We also looked at the small moderate groups, like the Wasat, the different varieties of Sufis and so forth-the ones constantly extolled in the West as our allies. We found some small groups and some popular, media savvy preachers. We should be, and I believe, are talking with all of them. But the majority of Muslims do not even attend mosques or fuse politics with religion as the Brotherhood and other Islamists do. The organized Muslim universe is comprised of many radical groups, some isolated fledgling moderate networks and a big mainstream in which the Muslim Brotherhood occupies the major space. These fledgling moderates usually have professional, glossy handouts, manicured, multi-lingual spokesmen, and support for Israel, admiration of the United States and the separation of religion and state. They are certainly our allies, but we could not determine who in any numbers followed them, where they had electoral strength or broad organic support.

In many parts of the world, but particularly in the Middle East, we do not have the luxury of choosing our allies like dessert, based on our inclinations or whether we happen always to like what they say.

Josh Muravchik wrote in August 2002 (as the administration was calculating how to persuade the American public to go to war in Iraq) that regime change in "Baghdad would unleash a tsunami across the Islamic world", and that would be only a single ripple in "a new fourth wave of democracy" that would reach as far as Beijing. He explained that "democracy has established itself as a universal norm."

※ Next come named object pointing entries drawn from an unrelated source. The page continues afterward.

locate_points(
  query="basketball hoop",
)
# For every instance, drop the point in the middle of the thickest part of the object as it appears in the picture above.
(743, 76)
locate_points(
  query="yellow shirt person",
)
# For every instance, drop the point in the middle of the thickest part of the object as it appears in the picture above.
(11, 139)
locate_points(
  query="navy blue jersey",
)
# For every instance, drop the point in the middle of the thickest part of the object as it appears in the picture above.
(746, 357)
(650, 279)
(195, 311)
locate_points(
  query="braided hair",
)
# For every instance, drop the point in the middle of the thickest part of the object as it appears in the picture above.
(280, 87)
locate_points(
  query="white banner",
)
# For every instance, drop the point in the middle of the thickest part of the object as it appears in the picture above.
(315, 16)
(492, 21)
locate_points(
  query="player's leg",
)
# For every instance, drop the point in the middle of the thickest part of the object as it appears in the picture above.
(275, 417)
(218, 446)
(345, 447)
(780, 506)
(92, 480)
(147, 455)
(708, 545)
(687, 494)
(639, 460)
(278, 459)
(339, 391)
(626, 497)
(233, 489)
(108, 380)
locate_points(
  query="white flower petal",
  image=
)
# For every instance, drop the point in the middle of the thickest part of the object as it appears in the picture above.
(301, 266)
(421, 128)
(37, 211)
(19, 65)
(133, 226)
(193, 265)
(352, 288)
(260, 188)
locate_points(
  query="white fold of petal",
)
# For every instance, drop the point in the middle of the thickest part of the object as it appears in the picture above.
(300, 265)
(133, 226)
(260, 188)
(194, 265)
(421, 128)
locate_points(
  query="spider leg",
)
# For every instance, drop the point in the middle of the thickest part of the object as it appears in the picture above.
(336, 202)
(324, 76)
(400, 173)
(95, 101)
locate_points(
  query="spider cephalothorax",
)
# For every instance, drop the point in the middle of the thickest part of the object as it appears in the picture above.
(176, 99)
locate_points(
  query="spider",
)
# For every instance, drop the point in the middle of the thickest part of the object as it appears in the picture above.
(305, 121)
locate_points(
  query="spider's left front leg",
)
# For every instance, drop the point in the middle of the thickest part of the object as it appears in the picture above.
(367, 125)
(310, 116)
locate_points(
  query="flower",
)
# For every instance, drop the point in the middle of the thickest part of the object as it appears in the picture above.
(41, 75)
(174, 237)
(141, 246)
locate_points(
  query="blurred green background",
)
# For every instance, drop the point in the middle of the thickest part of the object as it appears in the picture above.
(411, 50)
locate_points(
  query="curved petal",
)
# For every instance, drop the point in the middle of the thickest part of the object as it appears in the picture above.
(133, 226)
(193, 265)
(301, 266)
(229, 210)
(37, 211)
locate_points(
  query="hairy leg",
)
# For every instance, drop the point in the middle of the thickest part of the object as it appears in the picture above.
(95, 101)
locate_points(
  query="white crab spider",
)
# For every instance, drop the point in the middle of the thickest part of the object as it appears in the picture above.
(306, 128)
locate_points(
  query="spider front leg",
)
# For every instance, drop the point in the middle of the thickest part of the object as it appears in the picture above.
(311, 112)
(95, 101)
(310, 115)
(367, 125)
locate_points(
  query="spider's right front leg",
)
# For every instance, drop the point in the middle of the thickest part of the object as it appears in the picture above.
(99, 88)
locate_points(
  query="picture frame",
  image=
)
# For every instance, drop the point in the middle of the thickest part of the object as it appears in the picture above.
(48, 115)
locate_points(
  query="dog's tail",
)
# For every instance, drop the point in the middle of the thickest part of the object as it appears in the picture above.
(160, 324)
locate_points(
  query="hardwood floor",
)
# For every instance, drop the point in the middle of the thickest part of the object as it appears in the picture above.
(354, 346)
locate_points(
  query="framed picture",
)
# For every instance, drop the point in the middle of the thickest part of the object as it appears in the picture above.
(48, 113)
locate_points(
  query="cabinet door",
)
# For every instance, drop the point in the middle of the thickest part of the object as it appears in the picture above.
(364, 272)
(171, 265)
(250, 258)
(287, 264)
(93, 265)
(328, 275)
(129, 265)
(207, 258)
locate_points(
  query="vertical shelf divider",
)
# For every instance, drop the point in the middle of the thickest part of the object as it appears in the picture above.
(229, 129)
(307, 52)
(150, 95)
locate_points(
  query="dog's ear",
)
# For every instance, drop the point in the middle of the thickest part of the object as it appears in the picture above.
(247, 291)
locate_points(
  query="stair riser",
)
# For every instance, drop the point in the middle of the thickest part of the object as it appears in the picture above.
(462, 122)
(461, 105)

Of course, if that is the world you see, talking with forces like the Muslim Brotherhood is an odious and otiose compromise with principle. If on the other hand, you see the United States having squandered its "unipolar moment", sinking its lowest in world opinion since the founding of the republic, its sword dulled, its alliances scattered to the four winds, reviled in the Muslim world; under those circumstances you take your allies where you can find them and are grateful.

Muravchik's great principle is democracy. For many years he has peered out and found a vast historic battle between democracy and its enemies: the Hegelian thesis and antithesis embodied in reality. But reality, as for example in Egypt today, is far more complex and layered.

In one of his responses to our argument, he says: "Perhaps that was just a bluff, and they [Leiken and Brooke] really mean that we should give up on democracy and make our peace with powerful indigenous forces." If this is irony, he doesn't mention it. Democracy, by its very nature enlists "powerful indigenous forces", or else we are talking about some "democrats" we find attractive like Ahmed Chalabi or scores of assorted meeting goers. It has taken a disastrous war, thousands of casualties and billions of dollars to determine that democracy in the Middle East will have to represent the people (or "powerful indigenous forces") who live there, not the individuals we deem liberal or democratic.